Saturday, September 8, 2012

Iceland's debt-relief lessons for eurozone

In a Guardian column, Thorolfur Matthiasson wrote about how Iceland adopted the Swedish model for handling a bank solvency led financial crisis and required the banks to absorb the losses on the excess debt in the financial system.

He focused on how Iceland approached debt-relief.
As recession deepens across southern Europe, stories abound of indebted firms and households being forced to hand over ownership of their assets to their creditors. 
For example, a recent report in Der Spiegel tells of a Spanish bank that evicted from his home a now unemployed man, previously earning less than €1,000 a month. The bank had happily lent him €240,000.  
Mass foreclosures of this kind ricochet through the economy, grinding down economic activity and compounding the "social recession".
Your humble blogger has spent a considerable amount of time focused on how protecting bank book capital levels transfers the burden of the excess debt to the real economy and grinds down economic activity by redirecting capital from reinvestment in the real economy to debt repayment.

Mr. Matthiasson adds an additional element to the burden placed on the real economy.  This is the social recession.
Iceland shows how to do things differently, with creditors bearing more of the direct cost upfront.  
Southern European governments – and even the creditors to southern European firms and households – would be wise to study its example. 
Iceland was hit by a perfect financial storm in October 2008 ..... By early 2009 it was clear that some 80% or 90% of Icelandic companies should have declared bankruptcy, including some of the biggest firms in the economy.  The central bank estimated that 25% to 30% of households were in a similar position. 
In normal times, the occasional bankruptcy is evidence of a well-functioning economy.  Mass bankruptcy in hard times is another matter entirely. 
For one thing, the legal system is painfully slow in clearing up even one bankruptcy, let alone thousands at a time. 
For another, it cannot be the case that 80% or 90% of all private activity becomes genuinely unproductive overnight. The question is how to keep firms with temporary balance-sheet problems going and at least partly covering their losses until demand improves....  
After much heated debate,  the government, the financial sector, and the federation of businesses agreed on a comprehensive debt-relief programme. 
The main components were as follows: 
• For the household sector, debt in excess of 110% of the fair value of each property was written off.  Specific relief measures (administrated by a bank or a new debtors ombudsman) applied for those that could not service a reduced loan. 
• Low-income, asset-poor  households with high-interest mortgage payment got a temporary subsidy from the government. 
• Small to medium sized firms could apply for debt relief if they could credibly document positive cash flow from future activities.  
The firm had to be willing to re-engineer its operation so as to make best use of its assets. Given those conditions, the firm could expect its debt to be written down to equal the discounted value of future earnings; or alternatively, written down to the amount that the bank or other financial firm could expect, in the best of circumstances, to gain from taking the assets over and realizing their monetary value.  
Hence the debt relief programmes did not create new equity on the balance sheets of firms or households....
The bottom line is that the government, the financial sector and the business sector collectively created a situation that leaves the financial sector with as good a result in terms of total debt collection as possible without the pain of sending most of the firms and many families into bankruptcy, unemployment and dispossession. 
Compare and contrast this with the Japanese model for handling a bank solvency led financial crisis that was adopted by the EU, UK and US.  Here the emphasis is on protecting the bank book capital levels and 'foaming the runway' so that banks can work through all the bad debt over the course of years.
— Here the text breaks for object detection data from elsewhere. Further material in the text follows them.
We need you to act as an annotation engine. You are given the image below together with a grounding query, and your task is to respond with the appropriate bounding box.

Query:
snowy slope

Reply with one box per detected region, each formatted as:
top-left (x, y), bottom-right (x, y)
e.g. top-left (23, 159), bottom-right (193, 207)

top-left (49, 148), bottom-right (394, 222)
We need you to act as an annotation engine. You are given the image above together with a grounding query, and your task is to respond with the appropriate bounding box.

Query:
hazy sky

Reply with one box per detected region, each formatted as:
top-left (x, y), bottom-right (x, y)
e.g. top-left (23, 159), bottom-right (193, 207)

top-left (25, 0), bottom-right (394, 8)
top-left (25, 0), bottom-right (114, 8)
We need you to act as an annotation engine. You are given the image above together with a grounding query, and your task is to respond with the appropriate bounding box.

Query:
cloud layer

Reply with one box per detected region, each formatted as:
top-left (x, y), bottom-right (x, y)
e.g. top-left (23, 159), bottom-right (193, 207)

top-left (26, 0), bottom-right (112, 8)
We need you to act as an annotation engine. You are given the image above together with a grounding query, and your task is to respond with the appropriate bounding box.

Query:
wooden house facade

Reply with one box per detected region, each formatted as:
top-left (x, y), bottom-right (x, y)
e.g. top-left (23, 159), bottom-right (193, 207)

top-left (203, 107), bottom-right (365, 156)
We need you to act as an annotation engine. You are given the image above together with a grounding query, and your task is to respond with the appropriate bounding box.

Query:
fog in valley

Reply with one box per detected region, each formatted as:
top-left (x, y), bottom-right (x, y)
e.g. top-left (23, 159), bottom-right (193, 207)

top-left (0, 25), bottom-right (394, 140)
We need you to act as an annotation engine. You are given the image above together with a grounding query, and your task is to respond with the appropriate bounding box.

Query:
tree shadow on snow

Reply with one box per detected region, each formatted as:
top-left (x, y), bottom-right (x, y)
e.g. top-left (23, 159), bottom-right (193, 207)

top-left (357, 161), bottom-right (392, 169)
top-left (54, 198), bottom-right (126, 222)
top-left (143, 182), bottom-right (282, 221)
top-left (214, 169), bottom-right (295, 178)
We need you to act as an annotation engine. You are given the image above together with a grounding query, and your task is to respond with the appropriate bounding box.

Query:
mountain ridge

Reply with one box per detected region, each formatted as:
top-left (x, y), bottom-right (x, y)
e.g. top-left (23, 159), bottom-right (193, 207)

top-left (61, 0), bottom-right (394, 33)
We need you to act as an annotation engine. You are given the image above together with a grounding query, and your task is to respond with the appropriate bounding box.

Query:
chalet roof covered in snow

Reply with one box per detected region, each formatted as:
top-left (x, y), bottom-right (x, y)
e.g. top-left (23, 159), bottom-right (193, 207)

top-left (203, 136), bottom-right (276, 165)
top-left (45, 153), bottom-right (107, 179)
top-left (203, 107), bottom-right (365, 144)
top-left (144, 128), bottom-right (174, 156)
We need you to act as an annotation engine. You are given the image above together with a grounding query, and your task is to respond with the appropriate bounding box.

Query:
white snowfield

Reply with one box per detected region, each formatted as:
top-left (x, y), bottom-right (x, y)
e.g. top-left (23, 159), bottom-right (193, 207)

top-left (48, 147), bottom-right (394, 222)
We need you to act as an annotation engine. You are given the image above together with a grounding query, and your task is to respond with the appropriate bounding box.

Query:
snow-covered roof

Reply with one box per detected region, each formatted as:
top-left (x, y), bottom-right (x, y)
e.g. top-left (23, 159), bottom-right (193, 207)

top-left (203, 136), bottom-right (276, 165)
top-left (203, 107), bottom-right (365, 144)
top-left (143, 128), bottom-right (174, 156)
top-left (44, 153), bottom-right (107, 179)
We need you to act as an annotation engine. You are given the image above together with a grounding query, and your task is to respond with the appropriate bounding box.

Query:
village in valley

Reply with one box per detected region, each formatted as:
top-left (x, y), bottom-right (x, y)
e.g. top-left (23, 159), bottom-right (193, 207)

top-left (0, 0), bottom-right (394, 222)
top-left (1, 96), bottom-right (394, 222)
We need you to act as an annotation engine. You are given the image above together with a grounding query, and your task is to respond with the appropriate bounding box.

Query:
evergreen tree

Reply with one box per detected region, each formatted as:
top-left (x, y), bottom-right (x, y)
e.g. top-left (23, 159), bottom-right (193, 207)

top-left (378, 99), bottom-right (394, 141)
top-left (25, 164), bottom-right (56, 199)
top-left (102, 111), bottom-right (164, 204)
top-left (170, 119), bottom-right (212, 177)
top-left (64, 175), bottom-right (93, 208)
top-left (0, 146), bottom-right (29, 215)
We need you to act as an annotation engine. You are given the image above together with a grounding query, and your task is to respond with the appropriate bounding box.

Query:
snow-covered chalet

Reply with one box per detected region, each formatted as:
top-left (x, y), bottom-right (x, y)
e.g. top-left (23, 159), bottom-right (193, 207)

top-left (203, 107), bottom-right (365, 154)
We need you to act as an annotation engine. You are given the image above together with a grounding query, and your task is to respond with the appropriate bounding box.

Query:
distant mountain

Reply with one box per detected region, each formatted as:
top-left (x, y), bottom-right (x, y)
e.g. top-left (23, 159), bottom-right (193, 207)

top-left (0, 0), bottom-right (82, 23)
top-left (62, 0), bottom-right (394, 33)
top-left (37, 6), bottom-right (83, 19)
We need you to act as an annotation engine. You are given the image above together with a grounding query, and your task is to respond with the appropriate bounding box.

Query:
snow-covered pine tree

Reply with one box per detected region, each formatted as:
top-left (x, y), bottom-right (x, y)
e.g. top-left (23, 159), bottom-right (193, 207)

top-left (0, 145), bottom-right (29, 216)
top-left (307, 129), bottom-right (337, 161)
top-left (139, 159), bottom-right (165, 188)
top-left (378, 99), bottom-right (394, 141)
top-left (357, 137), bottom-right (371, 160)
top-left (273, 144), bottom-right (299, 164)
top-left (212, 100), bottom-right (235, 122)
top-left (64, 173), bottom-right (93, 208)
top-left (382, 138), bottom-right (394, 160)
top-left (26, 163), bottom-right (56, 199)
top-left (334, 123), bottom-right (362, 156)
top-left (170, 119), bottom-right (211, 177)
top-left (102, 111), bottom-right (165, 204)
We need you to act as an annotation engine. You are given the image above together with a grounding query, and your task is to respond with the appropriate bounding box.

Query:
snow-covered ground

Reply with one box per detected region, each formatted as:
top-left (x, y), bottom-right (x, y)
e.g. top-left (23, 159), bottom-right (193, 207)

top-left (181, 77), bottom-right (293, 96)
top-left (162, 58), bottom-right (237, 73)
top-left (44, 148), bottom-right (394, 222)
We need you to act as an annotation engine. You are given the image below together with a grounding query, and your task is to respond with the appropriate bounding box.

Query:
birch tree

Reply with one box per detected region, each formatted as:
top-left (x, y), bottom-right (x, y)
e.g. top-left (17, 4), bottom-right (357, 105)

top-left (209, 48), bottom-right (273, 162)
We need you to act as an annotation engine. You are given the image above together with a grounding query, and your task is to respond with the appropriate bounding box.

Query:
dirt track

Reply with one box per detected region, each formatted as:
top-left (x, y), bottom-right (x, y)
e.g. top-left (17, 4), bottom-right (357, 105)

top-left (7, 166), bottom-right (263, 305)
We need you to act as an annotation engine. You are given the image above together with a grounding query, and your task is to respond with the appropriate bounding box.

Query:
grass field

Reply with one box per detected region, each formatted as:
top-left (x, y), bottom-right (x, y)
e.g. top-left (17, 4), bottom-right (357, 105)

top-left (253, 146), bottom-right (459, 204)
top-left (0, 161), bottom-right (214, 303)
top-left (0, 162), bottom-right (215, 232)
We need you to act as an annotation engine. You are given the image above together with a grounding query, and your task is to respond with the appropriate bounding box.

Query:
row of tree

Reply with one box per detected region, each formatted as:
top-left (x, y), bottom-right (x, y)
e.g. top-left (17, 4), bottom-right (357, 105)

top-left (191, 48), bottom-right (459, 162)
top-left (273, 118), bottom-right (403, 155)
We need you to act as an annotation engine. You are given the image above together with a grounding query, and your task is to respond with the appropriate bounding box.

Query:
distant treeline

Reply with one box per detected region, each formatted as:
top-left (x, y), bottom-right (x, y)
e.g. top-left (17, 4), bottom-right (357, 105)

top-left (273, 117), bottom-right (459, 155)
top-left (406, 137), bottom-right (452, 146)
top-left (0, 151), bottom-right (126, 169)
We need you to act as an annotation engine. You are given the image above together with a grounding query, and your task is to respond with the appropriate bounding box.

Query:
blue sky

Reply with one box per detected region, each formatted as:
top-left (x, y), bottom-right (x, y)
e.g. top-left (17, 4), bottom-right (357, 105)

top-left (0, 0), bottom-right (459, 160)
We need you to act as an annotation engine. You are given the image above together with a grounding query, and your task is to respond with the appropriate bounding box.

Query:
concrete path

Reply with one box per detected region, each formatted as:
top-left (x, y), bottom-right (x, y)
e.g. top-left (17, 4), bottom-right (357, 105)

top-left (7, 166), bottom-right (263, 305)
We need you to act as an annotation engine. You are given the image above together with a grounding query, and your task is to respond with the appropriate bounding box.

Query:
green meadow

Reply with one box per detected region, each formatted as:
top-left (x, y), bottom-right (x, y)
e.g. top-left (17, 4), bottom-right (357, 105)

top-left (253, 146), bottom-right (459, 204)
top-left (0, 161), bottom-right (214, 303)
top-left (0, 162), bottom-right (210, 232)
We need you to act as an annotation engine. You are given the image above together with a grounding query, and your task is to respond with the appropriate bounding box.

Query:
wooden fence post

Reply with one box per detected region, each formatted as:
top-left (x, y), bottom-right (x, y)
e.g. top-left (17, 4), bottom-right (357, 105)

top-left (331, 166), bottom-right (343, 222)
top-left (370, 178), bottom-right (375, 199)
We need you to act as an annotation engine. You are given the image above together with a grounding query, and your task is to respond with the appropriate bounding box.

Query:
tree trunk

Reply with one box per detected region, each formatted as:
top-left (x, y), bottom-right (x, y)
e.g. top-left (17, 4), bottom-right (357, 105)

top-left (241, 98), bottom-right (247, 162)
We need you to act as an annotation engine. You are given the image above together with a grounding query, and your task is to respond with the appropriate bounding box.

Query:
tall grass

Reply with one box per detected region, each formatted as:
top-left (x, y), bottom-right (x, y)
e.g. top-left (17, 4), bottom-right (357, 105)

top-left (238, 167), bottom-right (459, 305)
Instead of avoiding putting society through pain like Iceland did, the EU, UK and US policy makers chose the most painful route.  A route that President Obama confirms will not be quick or easy.
Thanks in good part to this tempered approach to debt write-down Iceland's economy is now growing faster than most countries in Europe, and unemployment is less than 5% (having hit 9.3% in early 2010). 
This is the most important aspect of the Swedish model and Iceland's experience.  Pursuing the Swedish model and requiring the banks to absorb all the losses that they would otherwise experience through a multi-year process of debt collection protects the real economy by avoiding the associated bankruptcy, unemployment and dispossession.

Japan has recently admitted after 2+ decades that going through the multi-year process of debt collection and all the associated policies (including bank bailouts, fiscal stimulus, regulatory forbearance that allows banks to engage in 'extend and pretend' on zombie loans, zero interest rates and quantitative easing) does't work.
Of course, many Icelanders are still angry at the government and the banks, like their southern European counterparts. But at least they have a job, they pay property and income taxes, they service their reduced debt, and they can make plans for a vacation or a new car in two years' time.